Coding Is When We’re Least Productive

28 points by edsu


quasi_qua_quasi

I disagree with any kind of generalization about whether coding is the "most important" or "least important" part of the job. It depends!

I recently had to redesign a bunch of our telemetry pipeline at $work. Everyone was in agreement about what needed to be done, it was just a question of doing it in a maintainable, efficient way. And all my "plan it out in advance" time was ultimately far less productive than "write the code, decide I don't like it, rewrite this other bit, and so on" (because it was a roughly ~1kloc change overall, I'm a fast typist, and I would reuse parts from other attempts).

A coworker also recently singlehandedly made writing tests for another part of our codebase a hundred times less painful by writing a bunch of clean builder APIs.
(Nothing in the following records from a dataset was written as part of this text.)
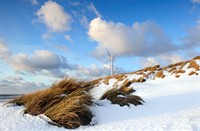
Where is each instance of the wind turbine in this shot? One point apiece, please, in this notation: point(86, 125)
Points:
point(111, 62)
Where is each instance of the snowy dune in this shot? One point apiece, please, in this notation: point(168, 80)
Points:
point(171, 103)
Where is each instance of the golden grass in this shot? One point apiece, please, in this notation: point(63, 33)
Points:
point(177, 76)
point(72, 111)
point(192, 73)
point(194, 65)
point(160, 74)
point(65, 103)
point(196, 58)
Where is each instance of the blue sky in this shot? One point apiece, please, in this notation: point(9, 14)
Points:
point(47, 40)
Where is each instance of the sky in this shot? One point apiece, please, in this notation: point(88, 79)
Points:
point(44, 41)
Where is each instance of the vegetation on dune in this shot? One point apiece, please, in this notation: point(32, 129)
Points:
point(65, 103)
point(122, 97)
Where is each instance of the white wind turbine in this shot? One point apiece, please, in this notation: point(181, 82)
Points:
point(111, 62)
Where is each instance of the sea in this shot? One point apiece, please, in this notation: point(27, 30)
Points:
point(5, 97)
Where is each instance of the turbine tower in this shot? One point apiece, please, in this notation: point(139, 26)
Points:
point(111, 62)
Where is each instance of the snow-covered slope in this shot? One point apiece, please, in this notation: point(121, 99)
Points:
point(171, 94)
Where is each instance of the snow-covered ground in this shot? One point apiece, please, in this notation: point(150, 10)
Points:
point(170, 104)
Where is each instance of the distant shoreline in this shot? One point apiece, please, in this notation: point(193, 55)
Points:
point(4, 97)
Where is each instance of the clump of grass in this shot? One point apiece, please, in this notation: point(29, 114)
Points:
point(177, 76)
point(72, 111)
point(194, 65)
point(160, 74)
point(65, 103)
point(172, 69)
point(192, 73)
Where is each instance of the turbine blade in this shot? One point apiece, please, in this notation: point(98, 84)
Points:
point(108, 53)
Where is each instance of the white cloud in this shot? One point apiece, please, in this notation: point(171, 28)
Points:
point(141, 39)
point(16, 84)
point(94, 71)
point(162, 59)
point(4, 51)
point(84, 22)
point(54, 17)
point(195, 1)
point(34, 2)
point(68, 38)
point(46, 36)
point(93, 9)
point(40, 62)
point(192, 38)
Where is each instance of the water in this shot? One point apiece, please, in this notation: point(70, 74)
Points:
point(5, 97)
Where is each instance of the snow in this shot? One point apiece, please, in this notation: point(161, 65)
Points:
point(170, 104)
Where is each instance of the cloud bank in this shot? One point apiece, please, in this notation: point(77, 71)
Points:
point(54, 17)
point(140, 39)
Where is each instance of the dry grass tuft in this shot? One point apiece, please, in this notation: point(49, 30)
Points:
point(72, 111)
point(194, 65)
point(65, 103)
point(192, 73)
point(177, 76)
point(160, 74)
point(172, 69)
point(196, 58)
point(178, 64)
point(178, 71)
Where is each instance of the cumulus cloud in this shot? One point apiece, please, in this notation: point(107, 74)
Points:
point(4, 51)
point(195, 1)
point(93, 9)
point(84, 22)
point(17, 85)
point(140, 39)
point(54, 17)
point(94, 71)
point(34, 2)
point(162, 59)
point(68, 38)
point(46, 36)
point(40, 62)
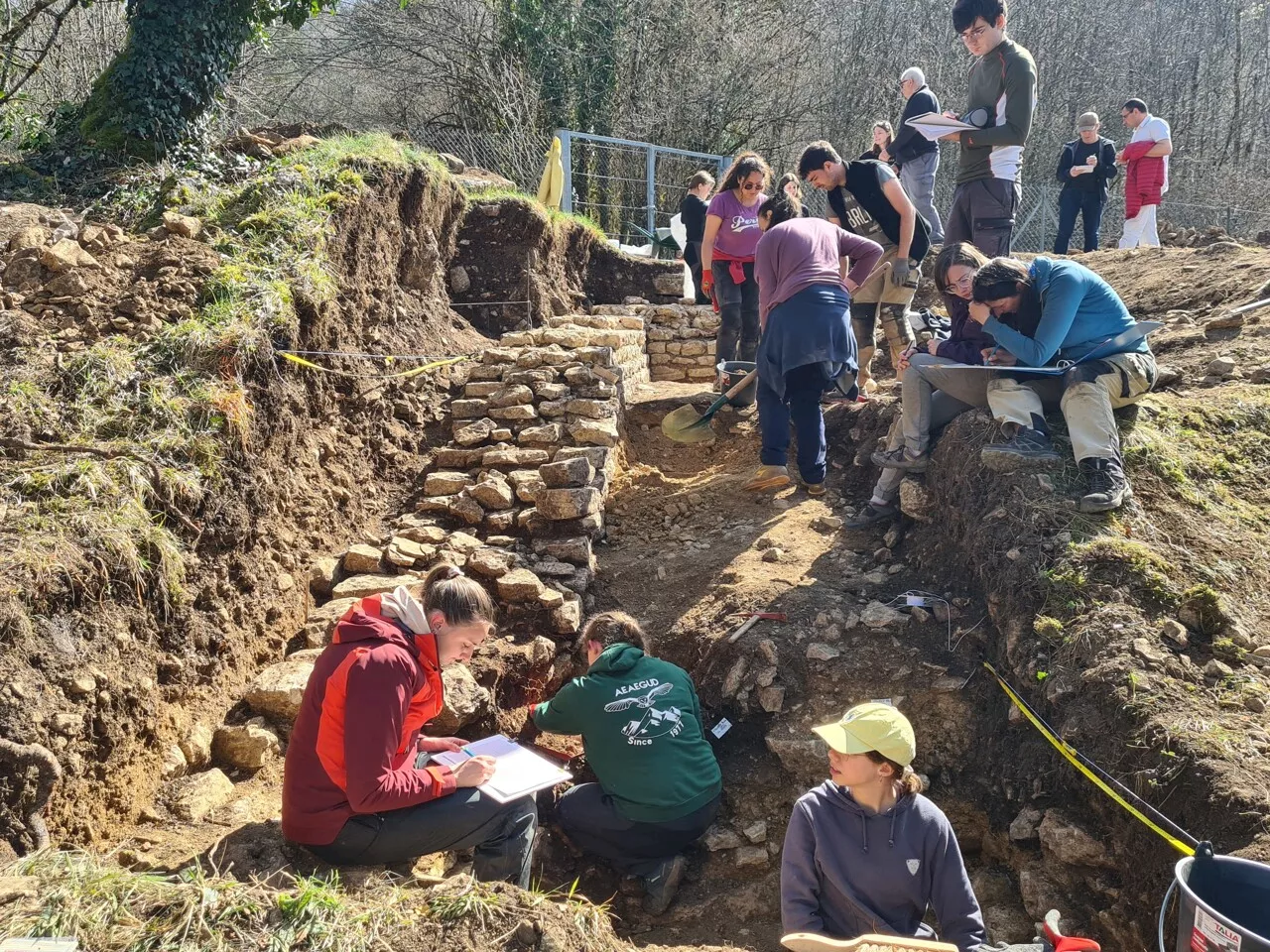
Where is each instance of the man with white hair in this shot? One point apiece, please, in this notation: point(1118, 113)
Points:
point(919, 158)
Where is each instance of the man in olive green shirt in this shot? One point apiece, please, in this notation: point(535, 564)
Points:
point(1002, 95)
point(640, 725)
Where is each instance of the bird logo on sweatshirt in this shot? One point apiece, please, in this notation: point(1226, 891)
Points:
point(653, 722)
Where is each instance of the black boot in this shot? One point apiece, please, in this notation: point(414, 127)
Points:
point(1107, 486)
point(1029, 448)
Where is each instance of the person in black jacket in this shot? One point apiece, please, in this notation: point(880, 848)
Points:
point(693, 212)
point(1084, 168)
point(917, 157)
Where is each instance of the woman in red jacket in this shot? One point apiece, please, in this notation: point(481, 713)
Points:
point(357, 788)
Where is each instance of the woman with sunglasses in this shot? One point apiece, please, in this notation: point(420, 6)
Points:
point(728, 255)
point(934, 395)
point(884, 136)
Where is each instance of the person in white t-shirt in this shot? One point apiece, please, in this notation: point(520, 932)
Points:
point(1152, 182)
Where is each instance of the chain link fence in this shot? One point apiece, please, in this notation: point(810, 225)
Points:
point(610, 186)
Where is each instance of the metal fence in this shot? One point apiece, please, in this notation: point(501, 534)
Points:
point(625, 185)
point(621, 182)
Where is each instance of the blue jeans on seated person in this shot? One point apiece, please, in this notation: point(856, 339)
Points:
point(1088, 204)
point(802, 404)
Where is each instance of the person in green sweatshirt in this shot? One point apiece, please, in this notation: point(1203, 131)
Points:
point(640, 725)
point(1000, 102)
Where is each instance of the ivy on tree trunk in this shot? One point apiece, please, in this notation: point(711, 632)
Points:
point(178, 58)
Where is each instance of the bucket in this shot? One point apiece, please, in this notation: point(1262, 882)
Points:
point(1223, 904)
point(730, 373)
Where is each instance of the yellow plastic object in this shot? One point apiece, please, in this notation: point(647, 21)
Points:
point(552, 186)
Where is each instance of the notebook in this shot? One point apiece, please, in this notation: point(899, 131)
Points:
point(518, 774)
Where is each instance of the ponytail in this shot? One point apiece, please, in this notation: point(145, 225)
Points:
point(784, 206)
point(460, 599)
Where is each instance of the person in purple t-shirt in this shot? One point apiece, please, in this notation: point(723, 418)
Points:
point(804, 311)
point(728, 255)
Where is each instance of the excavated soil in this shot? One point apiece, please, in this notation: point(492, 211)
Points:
point(329, 463)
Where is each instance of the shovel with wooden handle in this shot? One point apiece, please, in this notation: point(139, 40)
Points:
point(685, 425)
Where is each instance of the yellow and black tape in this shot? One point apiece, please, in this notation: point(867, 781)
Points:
point(400, 375)
point(1091, 771)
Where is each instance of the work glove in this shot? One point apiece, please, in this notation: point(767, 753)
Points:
point(899, 270)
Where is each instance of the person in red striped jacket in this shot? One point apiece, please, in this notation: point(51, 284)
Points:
point(357, 787)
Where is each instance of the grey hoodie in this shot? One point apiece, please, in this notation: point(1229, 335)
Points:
point(847, 871)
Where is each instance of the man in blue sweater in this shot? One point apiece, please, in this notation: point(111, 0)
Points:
point(865, 852)
point(1075, 311)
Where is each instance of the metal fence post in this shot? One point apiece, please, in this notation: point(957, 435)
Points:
point(651, 189)
point(567, 162)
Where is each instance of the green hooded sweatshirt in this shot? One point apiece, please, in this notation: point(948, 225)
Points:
point(640, 725)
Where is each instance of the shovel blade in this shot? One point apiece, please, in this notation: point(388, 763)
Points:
point(686, 425)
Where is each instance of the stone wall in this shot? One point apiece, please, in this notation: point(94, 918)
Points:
point(681, 339)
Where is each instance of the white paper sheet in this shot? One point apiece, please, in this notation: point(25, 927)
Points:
point(518, 772)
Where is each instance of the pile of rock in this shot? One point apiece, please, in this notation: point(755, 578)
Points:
point(681, 339)
point(612, 326)
point(1173, 236)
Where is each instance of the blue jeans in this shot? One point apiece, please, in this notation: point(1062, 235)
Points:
point(1088, 204)
point(802, 404)
point(917, 178)
point(502, 834)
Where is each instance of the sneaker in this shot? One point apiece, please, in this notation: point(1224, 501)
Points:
point(812, 942)
point(871, 515)
point(767, 477)
point(1106, 484)
point(901, 458)
point(1029, 448)
point(663, 884)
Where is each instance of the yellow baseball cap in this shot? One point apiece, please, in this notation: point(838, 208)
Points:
point(873, 726)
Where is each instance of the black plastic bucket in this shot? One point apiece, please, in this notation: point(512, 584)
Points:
point(730, 373)
point(1223, 904)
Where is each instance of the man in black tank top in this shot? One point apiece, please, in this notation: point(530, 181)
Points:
point(866, 198)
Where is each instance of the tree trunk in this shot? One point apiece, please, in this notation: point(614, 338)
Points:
point(177, 59)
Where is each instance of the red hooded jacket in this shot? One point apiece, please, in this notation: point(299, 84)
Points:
point(1144, 179)
point(353, 746)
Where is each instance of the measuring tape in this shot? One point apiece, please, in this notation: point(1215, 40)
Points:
point(1092, 772)
point(295, 358)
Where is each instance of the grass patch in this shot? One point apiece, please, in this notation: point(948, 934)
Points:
point(556, 216)
point(164, 413)
point(112, 909)
point(1076, 581)
point(1206, 451)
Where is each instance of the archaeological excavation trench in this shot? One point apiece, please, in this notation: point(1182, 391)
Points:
point(539, 466)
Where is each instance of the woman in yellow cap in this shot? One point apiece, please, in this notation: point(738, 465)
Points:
point(865, 852)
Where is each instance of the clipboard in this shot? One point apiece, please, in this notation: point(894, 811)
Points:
point(1114, 345)
point(935, 126)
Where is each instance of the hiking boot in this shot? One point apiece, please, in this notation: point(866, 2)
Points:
point(1028, 449)
point(767, 477)
point(901, 458)
point(663, 884)
point(1107, 488)
point(871, 515)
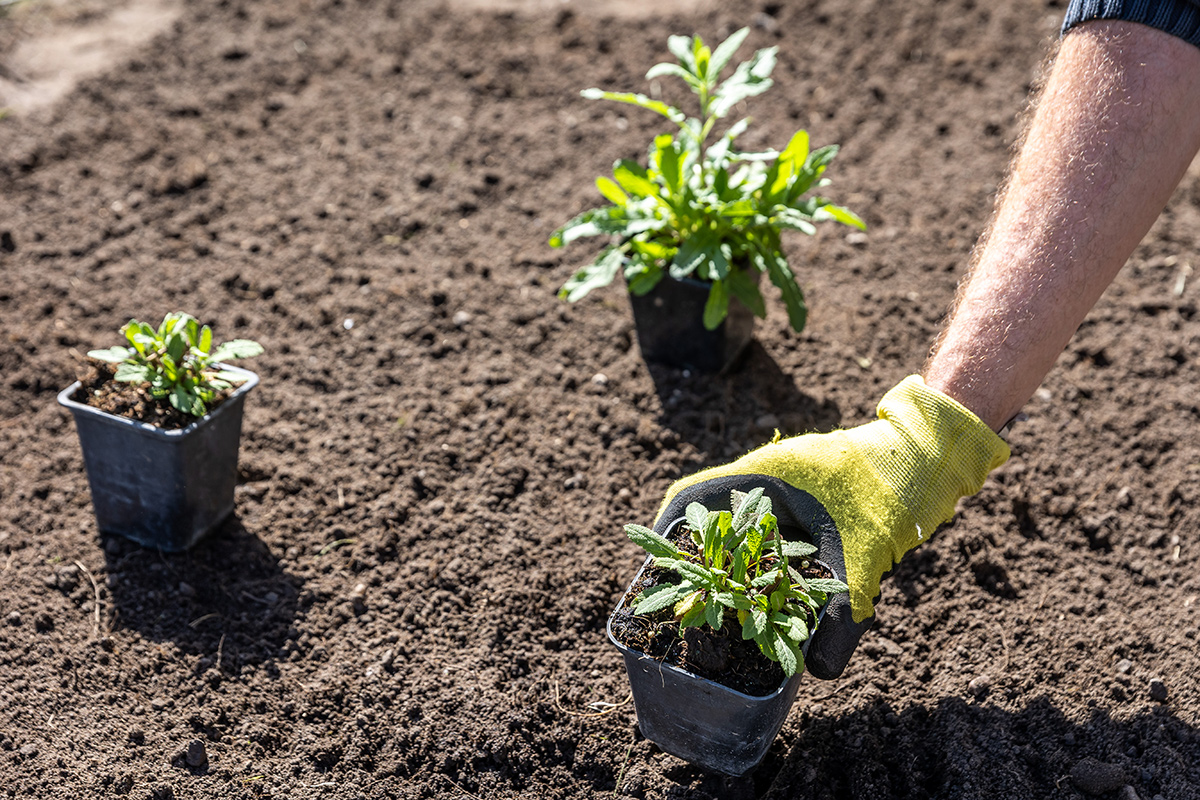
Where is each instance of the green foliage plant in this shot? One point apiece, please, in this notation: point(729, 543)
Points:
point(178, 360)
point(702, 210)
point(741, 564)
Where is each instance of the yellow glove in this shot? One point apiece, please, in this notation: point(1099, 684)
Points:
point(867, 495)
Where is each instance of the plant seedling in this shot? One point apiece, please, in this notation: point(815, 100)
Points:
point(741, 564)
point(178, 361)
point(706, 210)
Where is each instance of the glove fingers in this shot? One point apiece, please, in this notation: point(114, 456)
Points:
point(835, 639)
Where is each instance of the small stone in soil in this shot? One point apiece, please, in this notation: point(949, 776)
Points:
point(1091, 776)
point(979, 685)
point(197, 756)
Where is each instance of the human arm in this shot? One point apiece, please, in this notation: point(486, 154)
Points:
point(1116, 127)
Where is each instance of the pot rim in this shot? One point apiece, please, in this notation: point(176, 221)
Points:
point(641, 656)
point(145, 428)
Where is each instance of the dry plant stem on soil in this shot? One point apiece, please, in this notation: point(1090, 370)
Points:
point(95, 589)
point(612, 707)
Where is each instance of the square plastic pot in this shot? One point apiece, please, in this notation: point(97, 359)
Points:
point(162, 488)
point(699, 720)
point(670, 322)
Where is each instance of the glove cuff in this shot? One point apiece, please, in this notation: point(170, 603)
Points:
point(949, 453)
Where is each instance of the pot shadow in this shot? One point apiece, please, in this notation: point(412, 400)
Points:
point(965, 749)
point(742, 407)
point(227, 600)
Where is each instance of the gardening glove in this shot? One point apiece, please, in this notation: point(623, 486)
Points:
point(867, 495)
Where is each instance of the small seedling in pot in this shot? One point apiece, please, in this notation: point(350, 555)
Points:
point(702, 210)
point(178, 361)
point(741, 563)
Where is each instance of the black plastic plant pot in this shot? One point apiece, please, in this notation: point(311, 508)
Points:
point(162, 488)
point(696, 719)
point(671, 329)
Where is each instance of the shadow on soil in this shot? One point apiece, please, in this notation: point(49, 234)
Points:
point(228, 596)
point(958, 749)
point(748, 402)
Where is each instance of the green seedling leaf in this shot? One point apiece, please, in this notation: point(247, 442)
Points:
point(175, 362)
point(745, 507)
point(828, 585)
point(657, 599)
point(695, 572)
point(690, 605)
point(133, 373)
point(787, 654)
point(708, 212)
point(652, 542)
point(725, 52)
point(593, 276)
point(667, 162)
point(611, 191)
point(655, 106)
point(798, 549)
point(672, 70)
point(113, 354)
point(718, 305)
point(696, 516)
point(631, 178)
point(714, 614)
point(682, 48)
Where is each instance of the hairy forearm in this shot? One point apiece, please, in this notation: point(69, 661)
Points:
point(1116, 127)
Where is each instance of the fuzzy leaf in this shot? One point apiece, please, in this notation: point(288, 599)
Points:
point(655, 599)
point(787, 655)
point(744, 511)
point(766, 579)
point(133, 373)
point(652, 542)
point(714, 614)
point(828, 585)
point(724, 52)
point(673, 70)
point(687, 569)
point(717, 307)
point(696, 515)
point(593, 276)
point(642, 101)
point(113, 354)
point(798, 549)
point(690, 607)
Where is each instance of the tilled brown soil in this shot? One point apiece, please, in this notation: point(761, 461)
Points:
point(411, 599)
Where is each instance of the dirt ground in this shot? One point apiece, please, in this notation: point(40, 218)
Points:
point(411, 599)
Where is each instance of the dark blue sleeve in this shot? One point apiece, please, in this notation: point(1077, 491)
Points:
point(1179, 18)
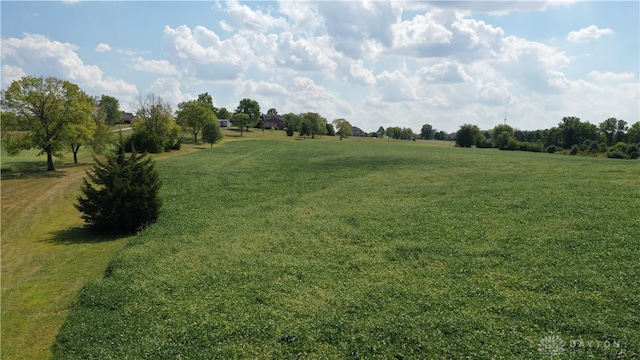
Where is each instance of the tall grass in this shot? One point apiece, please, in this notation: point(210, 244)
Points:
point(373, 249)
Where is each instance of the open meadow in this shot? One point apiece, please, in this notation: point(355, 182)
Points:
point(373, 249)
point(359, 248)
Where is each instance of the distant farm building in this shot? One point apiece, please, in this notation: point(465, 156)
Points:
point(356, 131)
point(127, 118)
point(272, 121)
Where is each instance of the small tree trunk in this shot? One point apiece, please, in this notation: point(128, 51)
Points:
point(50, 166)
point(75, 153)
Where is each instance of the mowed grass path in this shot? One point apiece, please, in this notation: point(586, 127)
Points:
point(372, 249)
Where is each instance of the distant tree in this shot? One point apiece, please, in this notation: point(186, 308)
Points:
point(393, 132)
point(241, 120)
point(552, 136)
point(211, 132)
point(575, 132)
point(291, 122)
point(440, 135)
point(103, 136)
point(111, 108)
point(121, 194)
point(223, 113)
point(407, 134)
point(251, 108)
point(503, 139)
point(633, 135)
point(427, 132)
point(467, 134)
point(49, 110)
point(80, 131)
point(499, 129)
point(156, 122)
point(305, 128)
point(528, 135)
point(193, 115)
point(331, 131)
point(207, 100)
point(317, 124)
point(343, 127)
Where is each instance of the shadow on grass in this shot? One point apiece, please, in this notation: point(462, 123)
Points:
point(27, 170)
point(80, 235)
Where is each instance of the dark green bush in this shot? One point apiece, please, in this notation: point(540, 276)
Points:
point(121, 194)
point(144, 141)
point(536, 147)
point(632, 151)
point(574, 150)
point(616, 154)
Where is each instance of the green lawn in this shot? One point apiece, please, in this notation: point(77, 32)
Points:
point(373, 249)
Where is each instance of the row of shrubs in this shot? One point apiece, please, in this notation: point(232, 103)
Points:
point(145, 141)
point(618, 151)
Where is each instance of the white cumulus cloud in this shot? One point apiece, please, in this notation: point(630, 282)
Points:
point(36, 54)
point(587, 34)
point(102, 47)
point(11, 73)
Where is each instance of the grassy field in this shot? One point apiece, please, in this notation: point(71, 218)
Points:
point(46, 255)
point(373, 249)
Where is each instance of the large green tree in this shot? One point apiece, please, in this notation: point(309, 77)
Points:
point(111, 108)
point(50, 110)
point(343, 127)
point(193, 115)
point(121, 194)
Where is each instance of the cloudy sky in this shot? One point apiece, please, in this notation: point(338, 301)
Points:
point(375, 63)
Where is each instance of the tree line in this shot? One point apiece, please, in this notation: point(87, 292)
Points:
point(612, 137)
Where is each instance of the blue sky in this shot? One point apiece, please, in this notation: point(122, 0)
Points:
point(375, 63)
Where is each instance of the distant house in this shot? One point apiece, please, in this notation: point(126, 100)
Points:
point(272, 121)
point(356, 131)
point(127, 118)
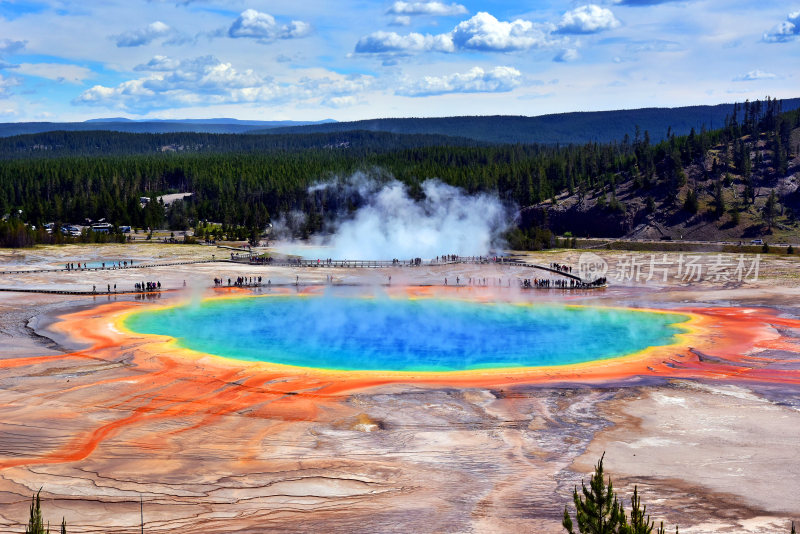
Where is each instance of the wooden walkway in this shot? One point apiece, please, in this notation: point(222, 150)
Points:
point(111, 268)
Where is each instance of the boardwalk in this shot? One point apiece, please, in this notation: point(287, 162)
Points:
point(382, 264)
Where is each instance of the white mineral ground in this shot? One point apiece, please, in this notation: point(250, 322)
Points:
point(710, 456)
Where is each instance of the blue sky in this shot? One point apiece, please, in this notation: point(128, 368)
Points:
point(66, 60)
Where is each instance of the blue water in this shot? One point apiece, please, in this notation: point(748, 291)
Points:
point(353, 333)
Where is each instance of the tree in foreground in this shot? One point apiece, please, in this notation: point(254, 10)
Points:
point(598, 510)
point(36, 521)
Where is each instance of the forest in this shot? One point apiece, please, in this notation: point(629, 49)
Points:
point(246, 181)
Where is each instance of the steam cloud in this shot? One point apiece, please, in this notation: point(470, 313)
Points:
point(390, 223)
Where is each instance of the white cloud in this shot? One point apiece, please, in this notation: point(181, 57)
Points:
point(753, 75)
point(56, 71)
point(401, 20)
point(567, 55)
point(787, 30)
point(476, 80)
point(485, 32)
point(144, 35)
point(264, 28)
point(208, 81)
point(394, 43)
point(8, 46)
point(587, 19)
point(6, 84)
point(159, 64)
point(426, 8)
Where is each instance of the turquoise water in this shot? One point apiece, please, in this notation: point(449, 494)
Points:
point(352, 333)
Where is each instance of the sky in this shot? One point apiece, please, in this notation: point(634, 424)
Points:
point(68, 60)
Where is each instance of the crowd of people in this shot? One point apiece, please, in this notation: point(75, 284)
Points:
point(240, 281)
point(73, 266)
point(561, 268)
point(546, 283)
point(146, 286)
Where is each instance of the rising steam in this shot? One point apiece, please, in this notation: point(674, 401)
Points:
point(389, 222)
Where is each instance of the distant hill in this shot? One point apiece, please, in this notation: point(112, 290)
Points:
point(562, 128)
point(118, 124)
point(106, 143)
We've been going through a massive rewrite motivated entirely by design deficiencies in the current codebase that's also enabled us to ship dozens of features that were impossible in the old approach. And so on.

smlckz

I remember a lore about the pointlessness of using lines of code as a mesure of productivity: where a programmer reported the deletion of a few hundred or thousand lines (I don't remember the exact amount) instead of addition like others. (edit: thanks ~mullr and ~fanf for pointing out.)

There's also Naur's Programming as Theory Building, quite worth reading in this context.

satvikberi

This is true iff your most efficient way of learning doesn't involve writing code.

Quant finance can be a counterexample. Depending on the domain, you'll usually want to backtest a large number of algorithms to learn what works. Coding is often the most productive move, and we often push people towards less theory and more experiments – just run every idea that comes to mind (and develop infrastructure that makes this easy.)